WASHINGTON (Reuters) - U.S. President Donald Trump acknowledged that a lack of support from four Senate Republicans leaves the party's healthcare overhaul on a "very, very narrow path" to win passage, but signaled a willingness to work with them to make changes.
"It's not that they're opposed. They'd like to get certain changes. And we'll see if we can take care of that," Trump said in an interview with Fox News that aired on Friday, calling the group of conservative lawmakers "four very good people."
Trump earlier indicated changes may be in store for the proposal unveiled by Senate Republicans on Thursday to replace former President Barack Obama's signature healthcare law. The plan would scale back aid to the poor and kill a tax on the wealthy.
"I am very supportive of the Senate #Healthcarebill. Look forward to making it really special!" Trump wrote on Twitter on Thursday.
The Republican bill aims to deliver on one of Trump's central campaign promises to "repeal and replace" the 2010 law passed under Obama that expanded coverage to millions of Americans. Its fate remained uncertain after the four lawmakers refused to back the current Senate plan, leaving Republicans short of the votes needed for passage.
Democrats are united in opposition to the proposal, which was worked out in secret by a group led Senate Majority Leader Mitch McConnell.
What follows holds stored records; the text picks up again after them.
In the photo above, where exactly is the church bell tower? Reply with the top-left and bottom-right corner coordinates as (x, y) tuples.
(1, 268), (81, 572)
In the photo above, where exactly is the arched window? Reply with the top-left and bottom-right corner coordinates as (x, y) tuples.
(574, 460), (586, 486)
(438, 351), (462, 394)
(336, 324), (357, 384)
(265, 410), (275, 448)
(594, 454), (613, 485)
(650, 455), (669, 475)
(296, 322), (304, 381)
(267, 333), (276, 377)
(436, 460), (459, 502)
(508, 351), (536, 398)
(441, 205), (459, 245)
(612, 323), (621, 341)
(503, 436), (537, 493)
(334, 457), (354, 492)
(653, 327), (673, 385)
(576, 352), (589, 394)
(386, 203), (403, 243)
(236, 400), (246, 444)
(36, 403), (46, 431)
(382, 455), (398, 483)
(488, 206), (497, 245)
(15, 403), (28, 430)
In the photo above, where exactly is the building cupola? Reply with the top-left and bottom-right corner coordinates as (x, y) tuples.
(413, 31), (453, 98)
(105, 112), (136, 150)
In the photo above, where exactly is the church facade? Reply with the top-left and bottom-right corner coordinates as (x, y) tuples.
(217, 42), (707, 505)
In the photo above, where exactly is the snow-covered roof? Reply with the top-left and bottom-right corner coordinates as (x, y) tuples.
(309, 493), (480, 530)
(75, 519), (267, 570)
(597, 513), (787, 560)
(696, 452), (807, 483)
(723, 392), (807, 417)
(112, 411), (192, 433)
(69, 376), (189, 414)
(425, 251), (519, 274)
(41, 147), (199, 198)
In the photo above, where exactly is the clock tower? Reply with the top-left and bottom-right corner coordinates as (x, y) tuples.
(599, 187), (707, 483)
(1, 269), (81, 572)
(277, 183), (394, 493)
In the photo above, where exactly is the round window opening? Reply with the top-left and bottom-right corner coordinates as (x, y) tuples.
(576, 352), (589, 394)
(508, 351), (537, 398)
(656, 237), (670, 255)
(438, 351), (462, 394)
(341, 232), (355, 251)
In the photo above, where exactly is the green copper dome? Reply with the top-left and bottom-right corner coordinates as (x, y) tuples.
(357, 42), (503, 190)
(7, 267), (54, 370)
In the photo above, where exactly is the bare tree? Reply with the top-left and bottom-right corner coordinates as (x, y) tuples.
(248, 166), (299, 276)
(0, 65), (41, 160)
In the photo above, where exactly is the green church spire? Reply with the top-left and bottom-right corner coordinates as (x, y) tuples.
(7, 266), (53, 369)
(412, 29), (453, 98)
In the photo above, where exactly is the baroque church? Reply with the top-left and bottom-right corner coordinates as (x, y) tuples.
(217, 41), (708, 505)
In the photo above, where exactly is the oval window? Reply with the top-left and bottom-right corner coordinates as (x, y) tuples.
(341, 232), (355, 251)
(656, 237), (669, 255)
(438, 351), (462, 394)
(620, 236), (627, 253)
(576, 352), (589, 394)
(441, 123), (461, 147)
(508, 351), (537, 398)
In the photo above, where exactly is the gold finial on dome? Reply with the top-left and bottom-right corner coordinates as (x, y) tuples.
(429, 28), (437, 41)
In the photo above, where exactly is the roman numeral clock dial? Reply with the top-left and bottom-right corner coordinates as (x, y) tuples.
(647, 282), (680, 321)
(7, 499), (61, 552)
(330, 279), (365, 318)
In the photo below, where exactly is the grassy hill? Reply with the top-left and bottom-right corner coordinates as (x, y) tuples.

Republicans view Obama's Affordable Care Act as a costly government intrusion into the private marketplace.
The four Republican holdouts, among the Senate's most conservative members, said the plan did not go far enough in scaling back the federal government's role, highlighting Republicans' struggle to craft legislation to revamp a sector that accounts for one-sixth of the world's largest economy.
Rand Paul of Kentucky, who has rejected the plan along with fellow Republican Senators Ted Cruz of Texas, Mike Lee of Utah and Ron Johnson of Wisconsin, said fundamental problems still remain that would leave taxpayers subsidizing health insurance companies.
"I want the bill to look more than a repeal bill," Paul told MSNBC on Friday.
The Senate measure maintains much of the structure of a House bill passed in May but differs in several key ways. If it passes, it would have to reconciled with the House version before Trump could sign it into law.
While Republicans control both chambers of Congress and the White House, the party's efforts to unwind Obamacare has been dogged by internal conflicts between moderate and hard-line members of the party.
Trump publicly celebrated the House bill's passage, only to criticize it in private as "mean." This week he called for a health plan "with heart."
Democrats have sharply criticized both versions as a giveaway to the wealthy that would leave millions without health insurance.
On Thursday, Obama weighed in on Facebook, writing: "If there’s a chance you might get sick, get old, or start a family – this bill will do you harm."
The Senate bill's real-world impact is not yet known, but the nonpartisan Congressional Budget Office is expected to provide an estimate early next week.
The CBO had found that the House bill would kick 23 million Americans off their health plans, making it unpopular with the public. Fewer than one in three Americans supports it, according to Reuters/Ipsos polling.